Human Impact and Local Examples
For families and workers, the choices are personal and immediate:
- A father in Huntsville might turn down overtime to care for kids because his crew is missing two carpenters and hours have stretched.
- A young graduate in Montgomery may enter a paid apprenticeship, only to find her site short on journeymen who can mentor.
- An immigrant mason in Birmingham may switch jobs or leave the state after a coworker is detained, taking years of skill with him.
Each decision adds up, affecting schedules, budgets, and the roofs over people’s heads.
Conclusion
Alabama’s construction workforce has long included immigrants—documented and undocumented—working alongside local tradespeople. The recent squeeze has exposed how important those workers are to meeting the state’s building goals.
Contractors say they stand ready to hire and train, but they need reliable legal paths and steady funding to do so at scale. Without that, the backlog grows, and the cost of delay lands on businesses, public agencies, and households across the state.
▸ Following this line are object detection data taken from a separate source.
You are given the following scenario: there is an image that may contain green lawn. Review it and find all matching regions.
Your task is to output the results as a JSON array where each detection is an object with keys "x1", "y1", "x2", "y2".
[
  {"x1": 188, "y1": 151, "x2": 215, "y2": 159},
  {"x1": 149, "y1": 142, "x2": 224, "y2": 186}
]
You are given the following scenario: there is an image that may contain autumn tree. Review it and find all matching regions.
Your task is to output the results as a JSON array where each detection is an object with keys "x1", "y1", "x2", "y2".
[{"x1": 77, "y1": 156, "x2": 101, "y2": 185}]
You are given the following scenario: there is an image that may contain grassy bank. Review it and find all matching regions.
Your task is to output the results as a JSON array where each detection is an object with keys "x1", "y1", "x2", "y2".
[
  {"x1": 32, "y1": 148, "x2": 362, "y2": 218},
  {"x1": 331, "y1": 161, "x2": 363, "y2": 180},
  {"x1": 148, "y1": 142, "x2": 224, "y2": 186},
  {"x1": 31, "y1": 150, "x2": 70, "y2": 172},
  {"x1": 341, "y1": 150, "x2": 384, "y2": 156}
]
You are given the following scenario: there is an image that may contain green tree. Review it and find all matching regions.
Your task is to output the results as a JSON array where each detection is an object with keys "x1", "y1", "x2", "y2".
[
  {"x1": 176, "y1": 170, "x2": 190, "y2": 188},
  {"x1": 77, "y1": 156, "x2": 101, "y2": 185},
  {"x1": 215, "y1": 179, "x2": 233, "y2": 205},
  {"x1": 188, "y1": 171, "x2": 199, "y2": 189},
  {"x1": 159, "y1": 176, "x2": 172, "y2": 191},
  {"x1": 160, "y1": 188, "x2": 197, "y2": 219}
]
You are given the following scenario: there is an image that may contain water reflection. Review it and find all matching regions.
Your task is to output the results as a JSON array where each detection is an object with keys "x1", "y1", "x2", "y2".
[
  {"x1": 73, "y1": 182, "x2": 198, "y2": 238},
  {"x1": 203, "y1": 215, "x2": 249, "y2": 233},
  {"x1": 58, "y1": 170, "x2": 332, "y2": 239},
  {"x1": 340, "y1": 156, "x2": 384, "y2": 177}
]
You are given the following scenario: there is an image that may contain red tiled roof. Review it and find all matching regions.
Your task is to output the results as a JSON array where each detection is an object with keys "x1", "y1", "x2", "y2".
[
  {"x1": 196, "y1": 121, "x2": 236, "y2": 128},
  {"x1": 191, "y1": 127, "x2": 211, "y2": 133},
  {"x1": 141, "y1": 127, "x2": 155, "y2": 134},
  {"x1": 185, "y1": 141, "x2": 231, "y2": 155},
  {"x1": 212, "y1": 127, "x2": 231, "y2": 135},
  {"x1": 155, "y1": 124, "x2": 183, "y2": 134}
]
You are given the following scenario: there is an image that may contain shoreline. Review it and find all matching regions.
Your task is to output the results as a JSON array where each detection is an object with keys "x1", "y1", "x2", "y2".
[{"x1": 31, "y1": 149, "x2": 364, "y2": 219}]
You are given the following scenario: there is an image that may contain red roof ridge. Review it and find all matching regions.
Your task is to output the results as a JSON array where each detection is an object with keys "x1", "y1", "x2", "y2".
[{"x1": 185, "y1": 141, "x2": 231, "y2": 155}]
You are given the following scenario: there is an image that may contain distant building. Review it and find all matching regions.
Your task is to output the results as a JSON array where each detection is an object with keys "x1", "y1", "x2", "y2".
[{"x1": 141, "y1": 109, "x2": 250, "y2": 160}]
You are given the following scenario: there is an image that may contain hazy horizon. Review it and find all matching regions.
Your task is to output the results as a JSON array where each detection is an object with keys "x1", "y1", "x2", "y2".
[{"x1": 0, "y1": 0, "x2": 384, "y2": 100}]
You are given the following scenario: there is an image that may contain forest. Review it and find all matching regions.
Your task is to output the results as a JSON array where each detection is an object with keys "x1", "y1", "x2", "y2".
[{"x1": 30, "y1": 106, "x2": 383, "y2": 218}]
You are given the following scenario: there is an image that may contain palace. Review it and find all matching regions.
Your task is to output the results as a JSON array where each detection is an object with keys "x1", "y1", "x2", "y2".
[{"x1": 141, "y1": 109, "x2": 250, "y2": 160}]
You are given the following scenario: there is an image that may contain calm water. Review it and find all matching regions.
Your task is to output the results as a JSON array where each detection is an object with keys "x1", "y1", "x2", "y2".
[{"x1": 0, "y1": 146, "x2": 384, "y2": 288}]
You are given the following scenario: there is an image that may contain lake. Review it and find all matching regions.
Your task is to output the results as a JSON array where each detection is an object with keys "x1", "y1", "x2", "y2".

This Article in a Nutshell
Alabama’s construction boom is colliding with a shrinking labor pool in 2025, a problem worsened by increased immigration enforcement. By August 2025, 90% of contractors reported hiring difficulties and 83% maintained open craft or salaried positions; 46% reported direct or indirect impacts from enforcement in six months. ICE actions and workplace checks prompted crew losses, absenteeism and heightened fear among undocumented workers, exacerbating an existing skills gap—48% of firms say applicants lack required licenses or hands-on skills. Only 12% of firms use temporary work visas like H-2B, citing paperwork, costs and caps. Consequences include delayed highways, hospital expansions and other projects, rising costs, overtime and canceled bids. Contractors are responding with higher wages, retention bonuses, cross-training and partnerships with community colleges, but leaders stress the need for a construction-specific visa, faster approvals and more funding for apprenticeships. Without federal action to open legal pathways and strengthen training, shortages are expected to continue into 2026, threatening economic growth and delaying infrastructure across the state.